Também é difícil argumentar que não ficamos mais espertos. A história que Peter Diamandis da ‘The Singularity University’ adora contar: “Mesmo uma criança pobre em África com um telemóvel tem acesso a mais informação do que o presidente dos Estados Unidos tinha há trinta anos atrás”. Temos acesso a mais informação, colaboração mais fácil e estamos em ombros muito mais altos do que antes.

Se está a criar uma empresa hoje ou quer pesquisar algo, tem um nível de acesso e ajuda sem precedentes. Se quiser aprender alguma coisa, tem tudo na ponta dos dedos.

Não sei se este é um verdadeiro argumento “para” a singularidade. O que eu diria é:

  • Estamos a ficar cada vez mais capazes como humanos, com uma velocidade crescente
  • Estamos a compreender cada vez mais o cérebro humano – embora provavelmente muito menos do que acredito se perguntar a um cientista
  • Estamos a ver desenvolvimentos espantosos em IA estreita que faz candidatos específicos

Ficaria pessoalmente surpreendido se não víssemos um computador a passar o teste de Turing dentro de 2045, e não vejo que seja improvável que isso não aconteça até 2029, como Ray Kurzweil previu. E depois, veremos as coisas cada vez mais depressa.

Onde é que isto nos deixa

O que tornou tanto a Singularidade, Ray Kurzweil e Peter Diamandis tão famosos, são afirmações muito ousadas e dando prazos específicos.

É preciso ser controverso para chamar a atenção. O que Ray Kurzweil fez, que muito poucos outros fizeram, foi fazer & prazos públicos sobre quando ele pensa que coisas específicas irão acontecer. Estes prazos têm recebido muitas críticas. Kurzweil tipicamente argumenta que está quase todo correcto e os jornalistas dizem que ele está quase todo errado.

Mas o que esquecemos aqui é porque Ray Kurzweil as fez em primeiro lugar. Ray Kurzweil, de quem sou um grande fã, identificou e cunhou o termo singularidade para uma grande audiência. Ele compreende a importância de levar todo o conceito ao público – a uma grande audiência. A melhor forma de obter esta atenção? Faça linhas de tempo ousadas.

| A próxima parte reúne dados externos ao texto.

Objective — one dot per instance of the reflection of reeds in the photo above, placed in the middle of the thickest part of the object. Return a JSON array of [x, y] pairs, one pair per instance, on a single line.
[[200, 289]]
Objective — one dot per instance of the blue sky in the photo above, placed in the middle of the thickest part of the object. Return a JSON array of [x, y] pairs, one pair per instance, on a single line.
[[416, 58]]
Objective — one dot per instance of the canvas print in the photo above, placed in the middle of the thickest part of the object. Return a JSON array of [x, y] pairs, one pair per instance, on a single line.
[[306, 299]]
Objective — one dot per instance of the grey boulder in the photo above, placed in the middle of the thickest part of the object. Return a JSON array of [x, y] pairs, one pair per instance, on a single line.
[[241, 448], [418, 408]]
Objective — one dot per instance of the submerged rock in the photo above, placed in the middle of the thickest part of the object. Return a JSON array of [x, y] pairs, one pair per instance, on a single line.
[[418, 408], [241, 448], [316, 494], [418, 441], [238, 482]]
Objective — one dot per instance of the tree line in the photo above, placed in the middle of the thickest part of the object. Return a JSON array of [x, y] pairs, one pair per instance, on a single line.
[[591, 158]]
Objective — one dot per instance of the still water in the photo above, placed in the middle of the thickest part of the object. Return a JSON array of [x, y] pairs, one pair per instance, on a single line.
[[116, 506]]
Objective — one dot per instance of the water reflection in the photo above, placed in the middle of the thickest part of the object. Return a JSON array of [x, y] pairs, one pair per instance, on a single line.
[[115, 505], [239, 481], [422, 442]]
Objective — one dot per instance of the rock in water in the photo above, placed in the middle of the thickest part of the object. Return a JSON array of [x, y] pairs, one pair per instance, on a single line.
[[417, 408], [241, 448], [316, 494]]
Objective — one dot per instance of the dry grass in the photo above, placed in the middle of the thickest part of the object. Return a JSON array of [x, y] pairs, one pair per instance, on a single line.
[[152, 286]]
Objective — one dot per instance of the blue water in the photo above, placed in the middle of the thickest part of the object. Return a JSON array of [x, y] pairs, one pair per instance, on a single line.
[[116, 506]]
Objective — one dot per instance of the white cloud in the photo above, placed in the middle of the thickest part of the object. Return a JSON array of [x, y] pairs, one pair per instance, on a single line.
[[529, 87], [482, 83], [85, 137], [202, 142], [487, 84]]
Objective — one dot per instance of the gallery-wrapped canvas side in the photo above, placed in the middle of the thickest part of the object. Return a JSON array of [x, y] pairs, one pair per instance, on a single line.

Mas o que as pessoas não entendem: as linhas de tempo não importam. Elas estão a fazer marketing. O que realmente importa é o futuro para o qual estamos a caminhar. Talvez não amanhã, talvez não em 2045 – mas, como espécie humana, as coisas estão prestes a tornar-se realmente estranhas.

O que torna a Singularidade estranha, é que a consequência será uma utopia. Uma utopia de imortalidade, IA super-inteligente, rendimento gratuito para todos, e muito tempo para explorar o universo em naves espaciais.

Utopias são uma coisa perigosa para a mente racional. As utopias combinadas com a imortalidade são ainda mais perigosas. A minha maior chatice com a Singularidade é que os seus “inventores” prevêem que a utopia e a imortalidade acontecerão por coincidência, quando de outra forma morreriam de velhice. Para mim, ao que parece, a Singularidade tornou-se uma cápsula de fuga. Uma esperança de viver para sempre.

Levendo para trás durante a história, é fácil rir de todos os reis e exploradores que procuraram a fonte da juventude. Mas faz sentido. A morte é assustadora. A morte é definitiva. Nessa altura, a crença de que se podia encontrar uma tal fonte da juventude foi fundada na esperança e nas fábulas. Hoje esta esperança é baseada na ciência.

E isto leva-me ao meu comentário final:
A Singularidade diz às pessoas inteligentes que podem viver para sempre. E porque agora dizemos às pessoas espertas que a imortalidade é uma opção – começamos a tratar A Singularidade como uma religião, mas o chamamento é ciência. É por isso que vemos pessoas a misturar ciência e tretas num cocktail perigoso. Combine este cocktail com um desejo de ser controverso, pois isso dá mais publicidade e torna-se ainda mais perigoso.

No entanto. Só porque Ray Kurzweil e Peter Diamandis estão errados, e a Singularidade provavelmente não acontecerá até 2045 e morrerá no caminho – isso não significa que não tenhamos de levar este futuro a sério. Não se enganem:
A singularidade vai acontecer. Só não até 2045.